Silver is an elemental metal, white and lustrous in its pure form and closely related to both copper and gold. Historically, silver has been considered a precious metal - typically inferior to gold in most cultures due to its greater incidence and lower resistance to corrosion, but still valuable1. It also has significant practical uses and strong mystical significance. Impure silver tends to take on a blackish tarnish. Silver may be extracted in its native form, as an ore, or as a by-product of smelting related metals including lead. Silver is also known to be found as a natural alloy with gold, known as electrum or "green gold" (historically "white gold", but that term is now used for another mixture).
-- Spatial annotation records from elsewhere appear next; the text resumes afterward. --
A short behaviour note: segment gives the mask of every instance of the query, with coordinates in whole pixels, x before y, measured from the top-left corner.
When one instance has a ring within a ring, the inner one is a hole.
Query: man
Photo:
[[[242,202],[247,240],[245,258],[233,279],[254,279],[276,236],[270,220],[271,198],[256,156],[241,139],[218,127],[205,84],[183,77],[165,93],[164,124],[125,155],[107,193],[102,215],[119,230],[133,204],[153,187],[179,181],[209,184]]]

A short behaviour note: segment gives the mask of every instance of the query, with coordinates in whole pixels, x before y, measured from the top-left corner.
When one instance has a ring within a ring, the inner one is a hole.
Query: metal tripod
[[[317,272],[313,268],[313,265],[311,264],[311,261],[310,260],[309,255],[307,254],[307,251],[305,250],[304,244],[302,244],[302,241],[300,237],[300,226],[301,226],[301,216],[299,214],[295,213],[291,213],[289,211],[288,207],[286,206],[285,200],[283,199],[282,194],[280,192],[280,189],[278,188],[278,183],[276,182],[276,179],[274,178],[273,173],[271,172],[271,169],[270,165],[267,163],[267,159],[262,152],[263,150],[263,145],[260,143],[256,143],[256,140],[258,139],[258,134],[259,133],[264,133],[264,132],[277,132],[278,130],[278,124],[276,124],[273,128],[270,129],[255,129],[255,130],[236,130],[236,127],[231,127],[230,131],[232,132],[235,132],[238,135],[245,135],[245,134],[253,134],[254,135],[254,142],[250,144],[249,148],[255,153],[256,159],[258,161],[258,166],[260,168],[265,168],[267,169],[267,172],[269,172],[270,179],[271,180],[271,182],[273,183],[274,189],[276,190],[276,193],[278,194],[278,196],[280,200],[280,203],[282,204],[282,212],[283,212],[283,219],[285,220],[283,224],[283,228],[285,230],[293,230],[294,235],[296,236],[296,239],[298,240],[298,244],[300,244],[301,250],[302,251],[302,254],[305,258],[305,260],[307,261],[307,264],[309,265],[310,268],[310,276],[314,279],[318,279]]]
Beyond its immediate value as a precious metal (including jewelry and bullion coins), silver has also been used for its ability to be formed into reflective surfaces (in mirrors and optical instruments) and possesses natural anti-microbial properties, which may be behind its pre-modern use for high end tableware and various surgical implements, musical instruments, dental fillings and medical devices. Modern industry makes further use of these properties in wound dressings and clothing designed to inhibit bacterial growth, exploits silver's high electrical conductivity in various devices and as a catalyst in synthetic chemistry. Silver compounds also play an important role in photography and can be used to colour glass. As with many metals, whilst the pure substance is relatively innocuous, silver compounds (such as the nitrates used in photography) are highly toxic. Note, however, that the forging of blades from silver is impeded by the fact that, as metals go, it is relatively soft and cannot be work-hardened meaning that they lose their edges easily and wear away quickly on sharpening. Silver used for practical purposes is often alloyed to ~92% purity (known in modern terms as "Sterling Silver") with other metals (often copper, zinc and/or tin) giving a more robust material - this is still not as hard as steel, but is suitable for tableware and other such things2 and still retains most of the benefits of purer blends.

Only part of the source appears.